Plots 08 and 15 and Play
a. Structural Segregation Plot 15 is the second residential block which CPL have put forward an RMA. The first is Plot 08. Looking at the two together it becomes clear that CPL’s policy of putting play space in the residents private communal space is segregating children. This tendency to separate play space for children in privately owned housing from children in affordable and social rented housing has come to public attention recently and is to be avoided. Children are social creatures and do not discriminate.
b. Proximity to home The proposals for Plot 15 continue the policy of sending children over 5 ‘off-site’. All children and young people need space near their homes. They feel more secure and their parents are more inclined to allow them to go out unaccompanied. If they have to go elsewhere to play it can lead to a feeling of rejection and isolation. If parents have to accompany the younger children over 5 years to a play space it decreases the ability of children to feel confident and have some degree of independence. In many cases they will not be able to and the children will be trapped at home, unable to reach the off-site play spaces.
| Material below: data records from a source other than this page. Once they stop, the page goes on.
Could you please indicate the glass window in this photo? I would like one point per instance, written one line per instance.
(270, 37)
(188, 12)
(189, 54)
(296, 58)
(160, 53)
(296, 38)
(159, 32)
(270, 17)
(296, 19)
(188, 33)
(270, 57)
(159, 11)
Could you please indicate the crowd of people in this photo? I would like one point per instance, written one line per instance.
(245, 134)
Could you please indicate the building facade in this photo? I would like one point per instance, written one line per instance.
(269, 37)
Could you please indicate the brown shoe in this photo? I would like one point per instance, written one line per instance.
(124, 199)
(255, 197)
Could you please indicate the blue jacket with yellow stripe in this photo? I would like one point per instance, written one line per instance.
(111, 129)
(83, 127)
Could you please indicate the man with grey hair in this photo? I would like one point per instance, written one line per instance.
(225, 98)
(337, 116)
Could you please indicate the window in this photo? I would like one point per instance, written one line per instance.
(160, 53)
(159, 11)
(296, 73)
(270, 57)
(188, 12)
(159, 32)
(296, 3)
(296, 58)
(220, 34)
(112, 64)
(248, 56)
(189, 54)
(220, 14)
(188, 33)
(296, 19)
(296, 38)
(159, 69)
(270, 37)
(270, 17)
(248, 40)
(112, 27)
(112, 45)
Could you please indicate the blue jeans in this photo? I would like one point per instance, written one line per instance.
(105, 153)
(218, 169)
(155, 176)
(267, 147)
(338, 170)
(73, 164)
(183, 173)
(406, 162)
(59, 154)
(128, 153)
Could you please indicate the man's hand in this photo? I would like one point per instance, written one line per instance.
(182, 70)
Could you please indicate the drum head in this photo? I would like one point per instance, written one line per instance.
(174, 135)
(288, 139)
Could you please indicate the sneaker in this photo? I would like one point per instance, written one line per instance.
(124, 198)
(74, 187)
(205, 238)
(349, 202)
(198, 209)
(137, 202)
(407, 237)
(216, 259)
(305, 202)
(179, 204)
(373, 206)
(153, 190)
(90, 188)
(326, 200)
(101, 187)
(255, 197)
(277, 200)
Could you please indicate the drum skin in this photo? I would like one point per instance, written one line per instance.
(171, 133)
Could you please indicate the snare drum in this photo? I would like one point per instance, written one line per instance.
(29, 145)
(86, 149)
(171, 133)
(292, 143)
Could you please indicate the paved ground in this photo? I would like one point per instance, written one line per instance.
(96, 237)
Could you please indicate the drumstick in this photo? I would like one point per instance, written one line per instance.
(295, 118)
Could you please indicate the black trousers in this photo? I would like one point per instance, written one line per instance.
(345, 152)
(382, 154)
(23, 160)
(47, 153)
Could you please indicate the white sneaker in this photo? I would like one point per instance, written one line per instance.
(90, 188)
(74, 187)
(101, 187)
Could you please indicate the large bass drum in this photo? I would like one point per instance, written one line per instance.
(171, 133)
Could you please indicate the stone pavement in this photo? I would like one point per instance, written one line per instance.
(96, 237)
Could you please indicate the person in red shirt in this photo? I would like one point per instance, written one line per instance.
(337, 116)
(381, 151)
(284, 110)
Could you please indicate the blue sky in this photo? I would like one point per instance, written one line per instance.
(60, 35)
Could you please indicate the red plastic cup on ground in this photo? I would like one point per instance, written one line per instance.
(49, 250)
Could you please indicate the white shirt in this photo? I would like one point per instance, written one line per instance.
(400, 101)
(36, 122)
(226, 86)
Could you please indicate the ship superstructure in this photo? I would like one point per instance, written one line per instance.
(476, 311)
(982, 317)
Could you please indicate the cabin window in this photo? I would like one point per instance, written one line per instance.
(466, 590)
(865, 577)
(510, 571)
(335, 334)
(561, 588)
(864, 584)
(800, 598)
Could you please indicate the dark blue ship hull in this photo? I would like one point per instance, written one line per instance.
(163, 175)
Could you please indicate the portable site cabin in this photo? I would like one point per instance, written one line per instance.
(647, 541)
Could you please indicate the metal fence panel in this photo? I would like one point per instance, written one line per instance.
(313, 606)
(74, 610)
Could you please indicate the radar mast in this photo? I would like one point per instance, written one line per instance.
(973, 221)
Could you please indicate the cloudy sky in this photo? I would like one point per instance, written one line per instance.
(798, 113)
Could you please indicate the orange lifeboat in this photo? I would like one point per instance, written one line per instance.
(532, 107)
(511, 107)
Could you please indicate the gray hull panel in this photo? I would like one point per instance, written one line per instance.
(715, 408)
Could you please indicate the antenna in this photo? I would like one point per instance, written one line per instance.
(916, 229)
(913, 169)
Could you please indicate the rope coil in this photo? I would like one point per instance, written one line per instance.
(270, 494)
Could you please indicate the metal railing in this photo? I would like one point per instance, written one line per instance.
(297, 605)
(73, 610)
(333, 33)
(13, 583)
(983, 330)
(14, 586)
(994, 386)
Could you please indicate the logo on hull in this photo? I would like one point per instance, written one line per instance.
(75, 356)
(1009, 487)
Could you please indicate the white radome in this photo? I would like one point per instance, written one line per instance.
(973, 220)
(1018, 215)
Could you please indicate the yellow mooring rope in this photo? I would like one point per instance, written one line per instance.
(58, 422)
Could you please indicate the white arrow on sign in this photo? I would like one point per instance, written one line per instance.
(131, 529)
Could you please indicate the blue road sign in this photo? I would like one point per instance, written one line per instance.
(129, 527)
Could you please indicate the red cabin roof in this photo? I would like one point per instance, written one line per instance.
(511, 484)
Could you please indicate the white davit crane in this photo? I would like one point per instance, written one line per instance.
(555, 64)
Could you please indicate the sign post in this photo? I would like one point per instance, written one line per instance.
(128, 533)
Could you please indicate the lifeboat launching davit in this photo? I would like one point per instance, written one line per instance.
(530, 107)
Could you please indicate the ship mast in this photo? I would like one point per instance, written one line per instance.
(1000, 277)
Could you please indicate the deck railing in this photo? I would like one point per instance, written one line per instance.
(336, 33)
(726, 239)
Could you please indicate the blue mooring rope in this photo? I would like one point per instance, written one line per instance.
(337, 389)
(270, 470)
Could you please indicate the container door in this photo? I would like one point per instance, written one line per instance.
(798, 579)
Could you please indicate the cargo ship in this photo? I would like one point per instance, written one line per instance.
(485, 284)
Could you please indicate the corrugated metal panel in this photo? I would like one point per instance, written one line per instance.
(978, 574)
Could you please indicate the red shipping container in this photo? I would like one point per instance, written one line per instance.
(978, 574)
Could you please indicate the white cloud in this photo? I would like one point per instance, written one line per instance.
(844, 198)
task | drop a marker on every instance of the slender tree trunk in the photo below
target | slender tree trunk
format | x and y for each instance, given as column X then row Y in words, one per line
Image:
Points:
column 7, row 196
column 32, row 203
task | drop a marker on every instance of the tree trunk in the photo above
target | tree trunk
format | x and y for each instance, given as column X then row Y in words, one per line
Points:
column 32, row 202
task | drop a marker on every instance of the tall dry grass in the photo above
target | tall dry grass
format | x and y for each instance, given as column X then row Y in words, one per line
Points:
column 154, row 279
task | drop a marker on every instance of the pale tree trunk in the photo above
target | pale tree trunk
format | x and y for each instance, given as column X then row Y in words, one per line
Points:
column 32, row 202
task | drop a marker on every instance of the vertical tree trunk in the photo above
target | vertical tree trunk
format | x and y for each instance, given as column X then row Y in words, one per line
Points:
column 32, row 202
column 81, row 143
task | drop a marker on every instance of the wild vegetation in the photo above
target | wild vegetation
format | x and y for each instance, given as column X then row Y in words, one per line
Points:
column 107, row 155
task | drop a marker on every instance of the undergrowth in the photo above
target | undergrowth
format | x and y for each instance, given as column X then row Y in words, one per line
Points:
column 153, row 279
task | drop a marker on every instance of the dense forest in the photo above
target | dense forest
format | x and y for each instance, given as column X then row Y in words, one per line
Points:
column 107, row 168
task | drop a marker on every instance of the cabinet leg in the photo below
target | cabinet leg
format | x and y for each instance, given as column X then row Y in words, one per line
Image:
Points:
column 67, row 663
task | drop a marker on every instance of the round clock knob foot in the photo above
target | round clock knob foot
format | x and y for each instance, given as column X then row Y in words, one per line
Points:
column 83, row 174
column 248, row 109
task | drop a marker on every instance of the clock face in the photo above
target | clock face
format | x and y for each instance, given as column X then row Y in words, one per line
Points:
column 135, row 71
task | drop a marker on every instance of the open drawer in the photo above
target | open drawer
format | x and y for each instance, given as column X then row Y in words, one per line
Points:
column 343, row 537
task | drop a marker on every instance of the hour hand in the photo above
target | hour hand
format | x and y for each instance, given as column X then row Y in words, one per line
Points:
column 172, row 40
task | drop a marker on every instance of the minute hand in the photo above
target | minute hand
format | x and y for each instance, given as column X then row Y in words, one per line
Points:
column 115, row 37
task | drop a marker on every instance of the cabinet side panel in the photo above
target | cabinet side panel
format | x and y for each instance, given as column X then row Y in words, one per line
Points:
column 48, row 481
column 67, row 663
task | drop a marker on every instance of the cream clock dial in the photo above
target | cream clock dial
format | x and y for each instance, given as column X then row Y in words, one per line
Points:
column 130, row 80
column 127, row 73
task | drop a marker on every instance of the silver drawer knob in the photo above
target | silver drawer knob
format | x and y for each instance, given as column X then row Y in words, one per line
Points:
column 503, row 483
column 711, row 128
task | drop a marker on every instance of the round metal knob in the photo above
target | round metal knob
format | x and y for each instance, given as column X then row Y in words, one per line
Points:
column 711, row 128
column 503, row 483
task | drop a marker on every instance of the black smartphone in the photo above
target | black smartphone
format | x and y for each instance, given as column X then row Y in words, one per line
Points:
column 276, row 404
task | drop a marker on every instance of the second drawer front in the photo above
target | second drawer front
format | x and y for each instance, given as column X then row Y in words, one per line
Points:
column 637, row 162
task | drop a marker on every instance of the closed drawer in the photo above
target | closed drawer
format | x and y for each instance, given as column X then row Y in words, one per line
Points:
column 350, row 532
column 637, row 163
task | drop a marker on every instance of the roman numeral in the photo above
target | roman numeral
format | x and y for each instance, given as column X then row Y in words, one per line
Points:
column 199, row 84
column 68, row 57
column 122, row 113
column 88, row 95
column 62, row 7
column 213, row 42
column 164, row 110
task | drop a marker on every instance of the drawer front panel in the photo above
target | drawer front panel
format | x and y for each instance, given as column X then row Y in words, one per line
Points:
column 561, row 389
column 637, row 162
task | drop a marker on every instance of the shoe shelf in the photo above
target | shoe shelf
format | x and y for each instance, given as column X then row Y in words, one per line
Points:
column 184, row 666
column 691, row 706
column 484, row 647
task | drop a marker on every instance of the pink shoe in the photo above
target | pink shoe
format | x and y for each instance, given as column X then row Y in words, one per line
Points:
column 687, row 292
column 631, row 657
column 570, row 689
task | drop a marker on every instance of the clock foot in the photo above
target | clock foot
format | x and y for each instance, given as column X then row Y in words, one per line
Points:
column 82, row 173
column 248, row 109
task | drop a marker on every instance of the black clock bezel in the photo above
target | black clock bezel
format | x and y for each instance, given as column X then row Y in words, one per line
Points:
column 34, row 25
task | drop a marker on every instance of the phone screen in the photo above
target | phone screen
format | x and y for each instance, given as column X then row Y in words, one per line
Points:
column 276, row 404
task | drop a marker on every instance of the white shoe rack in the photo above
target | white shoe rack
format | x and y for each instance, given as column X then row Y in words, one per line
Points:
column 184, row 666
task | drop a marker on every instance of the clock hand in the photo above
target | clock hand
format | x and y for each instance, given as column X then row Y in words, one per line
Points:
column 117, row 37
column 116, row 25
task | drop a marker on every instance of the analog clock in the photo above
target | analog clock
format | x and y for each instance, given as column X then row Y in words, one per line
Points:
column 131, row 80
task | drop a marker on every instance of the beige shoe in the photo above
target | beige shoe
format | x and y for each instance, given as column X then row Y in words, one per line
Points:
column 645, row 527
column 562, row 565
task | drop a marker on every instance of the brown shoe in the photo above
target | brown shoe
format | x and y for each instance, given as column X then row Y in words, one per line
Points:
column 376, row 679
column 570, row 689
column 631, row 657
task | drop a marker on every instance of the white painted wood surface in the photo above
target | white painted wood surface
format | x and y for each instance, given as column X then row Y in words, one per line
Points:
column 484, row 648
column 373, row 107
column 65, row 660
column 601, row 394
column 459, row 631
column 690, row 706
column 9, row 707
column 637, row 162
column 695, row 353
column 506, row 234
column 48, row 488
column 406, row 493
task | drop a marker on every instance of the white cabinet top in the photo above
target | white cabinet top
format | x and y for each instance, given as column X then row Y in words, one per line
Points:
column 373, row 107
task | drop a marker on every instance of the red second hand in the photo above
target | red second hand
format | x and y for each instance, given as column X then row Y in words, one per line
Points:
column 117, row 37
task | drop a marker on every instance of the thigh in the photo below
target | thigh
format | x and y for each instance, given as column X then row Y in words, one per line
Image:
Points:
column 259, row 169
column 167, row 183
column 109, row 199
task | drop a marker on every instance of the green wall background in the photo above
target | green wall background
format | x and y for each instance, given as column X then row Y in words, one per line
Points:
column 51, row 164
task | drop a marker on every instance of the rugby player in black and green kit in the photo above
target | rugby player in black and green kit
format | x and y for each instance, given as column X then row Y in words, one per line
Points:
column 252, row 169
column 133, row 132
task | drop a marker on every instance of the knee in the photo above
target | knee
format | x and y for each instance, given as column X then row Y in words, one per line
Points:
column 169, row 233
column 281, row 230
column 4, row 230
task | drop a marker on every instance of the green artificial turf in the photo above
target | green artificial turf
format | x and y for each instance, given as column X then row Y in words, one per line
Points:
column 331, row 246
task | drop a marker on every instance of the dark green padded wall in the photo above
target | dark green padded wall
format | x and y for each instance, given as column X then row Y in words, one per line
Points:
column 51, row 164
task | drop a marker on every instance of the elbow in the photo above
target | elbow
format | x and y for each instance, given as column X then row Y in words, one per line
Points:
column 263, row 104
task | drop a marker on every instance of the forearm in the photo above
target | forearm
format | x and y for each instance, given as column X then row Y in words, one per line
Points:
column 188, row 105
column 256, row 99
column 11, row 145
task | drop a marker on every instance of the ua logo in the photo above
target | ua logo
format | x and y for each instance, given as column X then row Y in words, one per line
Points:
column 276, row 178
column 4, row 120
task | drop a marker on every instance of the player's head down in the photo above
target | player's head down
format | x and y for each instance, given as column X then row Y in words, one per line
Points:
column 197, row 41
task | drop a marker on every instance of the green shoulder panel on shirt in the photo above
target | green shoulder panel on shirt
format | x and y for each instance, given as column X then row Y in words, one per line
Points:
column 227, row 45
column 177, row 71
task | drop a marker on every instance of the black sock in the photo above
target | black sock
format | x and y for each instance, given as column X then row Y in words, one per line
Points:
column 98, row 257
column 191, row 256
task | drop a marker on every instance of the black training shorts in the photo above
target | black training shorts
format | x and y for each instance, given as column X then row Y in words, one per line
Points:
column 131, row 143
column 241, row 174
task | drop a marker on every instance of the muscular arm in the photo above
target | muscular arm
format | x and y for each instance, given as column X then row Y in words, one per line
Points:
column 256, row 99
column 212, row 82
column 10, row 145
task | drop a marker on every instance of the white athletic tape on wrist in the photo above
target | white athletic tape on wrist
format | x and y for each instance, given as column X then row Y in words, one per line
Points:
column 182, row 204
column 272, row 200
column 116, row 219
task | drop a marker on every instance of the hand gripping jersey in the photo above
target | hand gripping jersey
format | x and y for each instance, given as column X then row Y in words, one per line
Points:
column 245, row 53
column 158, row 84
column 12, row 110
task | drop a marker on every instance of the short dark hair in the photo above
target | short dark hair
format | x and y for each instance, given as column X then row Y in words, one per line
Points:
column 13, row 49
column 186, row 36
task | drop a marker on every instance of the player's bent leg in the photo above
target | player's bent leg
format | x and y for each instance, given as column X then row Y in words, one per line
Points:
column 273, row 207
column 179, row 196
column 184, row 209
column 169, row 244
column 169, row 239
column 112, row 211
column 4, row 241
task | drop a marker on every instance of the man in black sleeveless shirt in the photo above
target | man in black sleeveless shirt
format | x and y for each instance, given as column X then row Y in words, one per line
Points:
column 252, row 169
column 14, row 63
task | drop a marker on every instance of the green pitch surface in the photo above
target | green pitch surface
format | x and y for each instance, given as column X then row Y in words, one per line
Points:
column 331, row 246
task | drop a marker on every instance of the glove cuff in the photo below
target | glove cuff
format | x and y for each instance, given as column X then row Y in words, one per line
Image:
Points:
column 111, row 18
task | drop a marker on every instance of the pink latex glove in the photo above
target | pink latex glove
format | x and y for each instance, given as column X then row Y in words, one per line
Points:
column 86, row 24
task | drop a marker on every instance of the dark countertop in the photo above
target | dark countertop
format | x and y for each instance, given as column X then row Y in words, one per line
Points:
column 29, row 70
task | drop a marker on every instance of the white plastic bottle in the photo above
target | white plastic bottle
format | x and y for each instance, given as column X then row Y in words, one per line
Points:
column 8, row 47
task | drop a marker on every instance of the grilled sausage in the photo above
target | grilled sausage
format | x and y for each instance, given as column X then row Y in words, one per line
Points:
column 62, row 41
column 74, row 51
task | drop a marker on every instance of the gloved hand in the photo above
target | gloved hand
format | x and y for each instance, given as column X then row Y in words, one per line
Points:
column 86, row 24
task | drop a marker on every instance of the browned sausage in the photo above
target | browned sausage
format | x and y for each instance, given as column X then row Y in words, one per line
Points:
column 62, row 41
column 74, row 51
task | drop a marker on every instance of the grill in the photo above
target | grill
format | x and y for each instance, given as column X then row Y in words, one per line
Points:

The position of Plot 15 next to the bus route and main road through the site has the potential to create a barrier to children’s free movement.
c. Design of Play Spaces
i. It is important to involve children and their families in designing space to play from the beginning. They have ideas adults would never think of and the process helps to bring about social cohesion.
ii. The proposals for Plot 15 provide incidental play space more suitable for children over 5. The images in the Design Statement show this. Under 5’s cannot normally do handstands.
iii. Children under 5 love to play with sand and water, to swing and slide. This could be included in the design.
iv. Consideration can be given to the needs of older children. They like to climb, take risks and kick a ball around for example. The upright posts which are intended to look like masts would benefit from some yardarms, ie horizontal posts on a mast, that the older children can also climb. Provide hard surfaces such as concrete and asphalt for games such as tag and football.